In the story of the woman at the well, John 4:4-42, Jesus is traveling through Samaria, a country of people that the Jews did not get along with. This issue was serious enough that many times when going from Galilee to Judea, Jews would go around the country of Samaria rather than go through it.
Jesus was resting by a well in Samaria, when a Samaritan women came to draw some water. Jesus asked her if she would give him a drink. This surprised the women because…He was a Jew.
Their willingness to have this conversation and talk with each other led to her being saved, which led to many more Samaritans being saved…
Their willingness to have an open and honest conversation was life changing.
Some conversations are harder than others, especially when we’ve done something that causes damage or harm to others.
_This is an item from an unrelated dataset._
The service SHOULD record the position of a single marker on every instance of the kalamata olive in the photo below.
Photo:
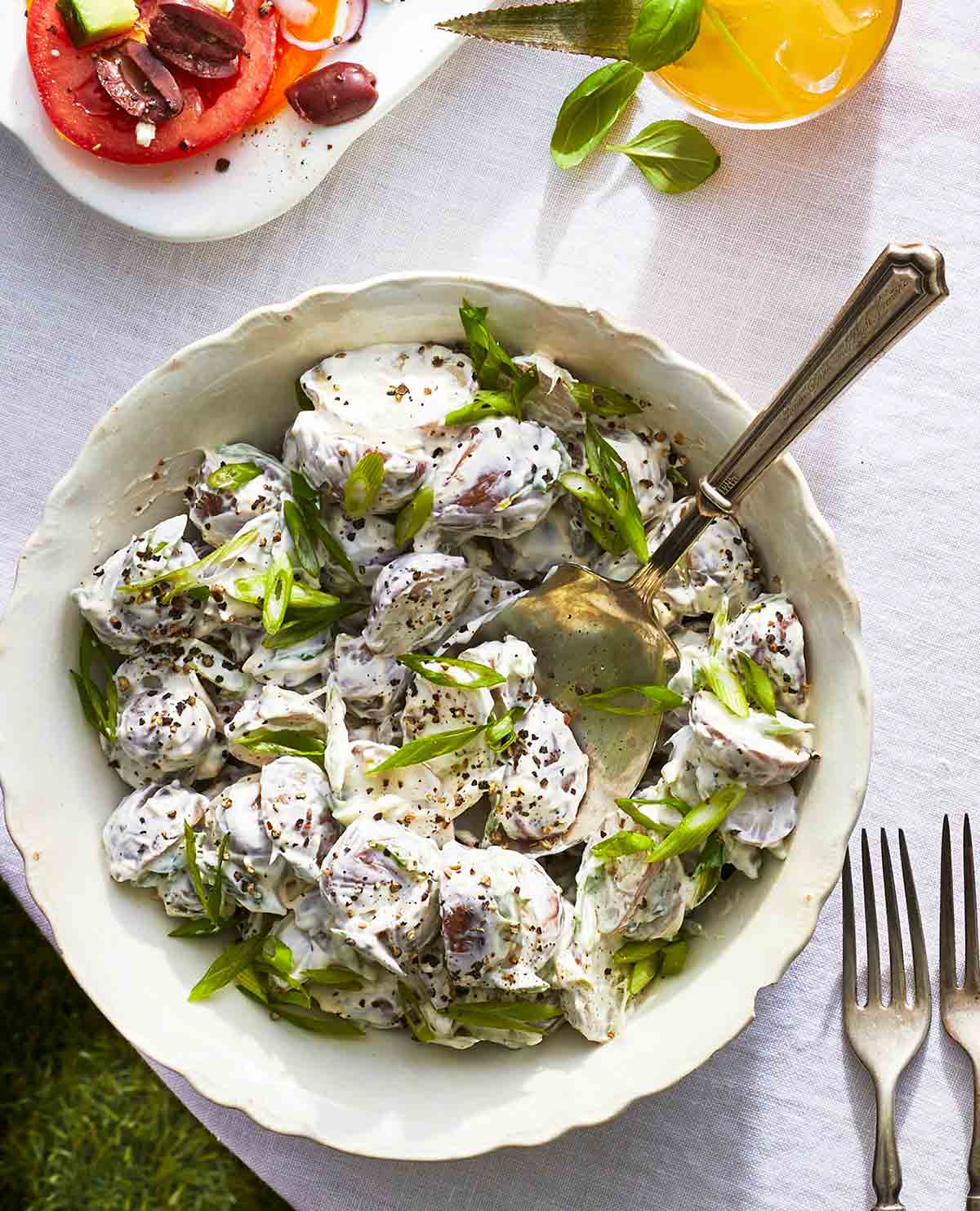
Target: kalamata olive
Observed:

This is the story of Joe and Amy. In 1992, Joe Avila was driving drunk and hit and killed Amy Wall, a teenage girl. Joe fled the scene of the accident and was later arrested for second-degree murder. While in jail in the days that followed Joe was afraid, sad, and angry…he was looking for a way to kill himself.
Two lives were destroyed the night Joe Avila killed Amy Wall, but God wouldn’t let their story end there.
While preparing for his murder trial, Joe checked into a six-month sobriety program with the Salvation Army. It was there that, as Joe explains, God “put some people in my life who made me understand what reconciliation was and forgiveness was. “A few months into the program, he came to the decision that would impact him, his family, and the Wall family, too.
Although Joe expressed remorse and went to rehab, the judge still had little faith that Joe was saved from his alcoholism and sentenced him to 12 years.
For the next seven and a half years, Joe was incarcerated at California Men’s Colony in San Luis Obispo, California. Choosing to make the most of his life behind bars, Joe spent his time serving the prison’s hospice patients. Through Prison Fellowship Angel Tree, Joe was able to remain a presence in his daughters’ lives. And he served in the chapel, sharing the Gospel with his fellow prisoners—the highlight of his incarceration.
Not long after Joe’s release, his mentor called to say that Amy’s brother, Derek, wanted to meet with him. For years Joe had prayed that God would help him reconcile with Amy’s family. Even so, Joe was nervous about the meeting.
That first meeting with Derek was several hours long. Derek told Joe about all the things he and Amy used to do together, how much he loved her, and that he had thought Joe was a monster who should get the electric chair for what he had done.
But then Derek explained that his family had been following Joe’s progress behind bars. They knew he was trying to make his life better.
Joe told Derek something he had long wanted to say: “I’m really sorry for what I’ve done, and I hope that someday you can forgive me.”
Later, Joe’s mentor called again. This time, Rick Wall, Amy’s father, wanted to see Joe. During that meeting, something miraculous occurred.
Rick told Joe about the two days a year when he visits Amy’s grave—on her birthday and the anniversary of her death. And then Rick said, “Joe, I know what you’ve been doing for a long time now, even when you were in prison, and I approve of it.”
Joe’s prayers for reconciliation were being answered. “Rick Wall, Amy’s father, forgave me before I even asked him to forgive me,” Joe says.
You want to talk about a hard conversation. Most of us will never experience these kinds of hard conversations. In both situations there was open honesty and forgiveness.
We need to remember that God made us in His image, and God doesn’t make mistakes. It’s up to us to believe in ourselves.
If the Samaritan woman at the well and Joe Avila can have hard conversations like this…we can too.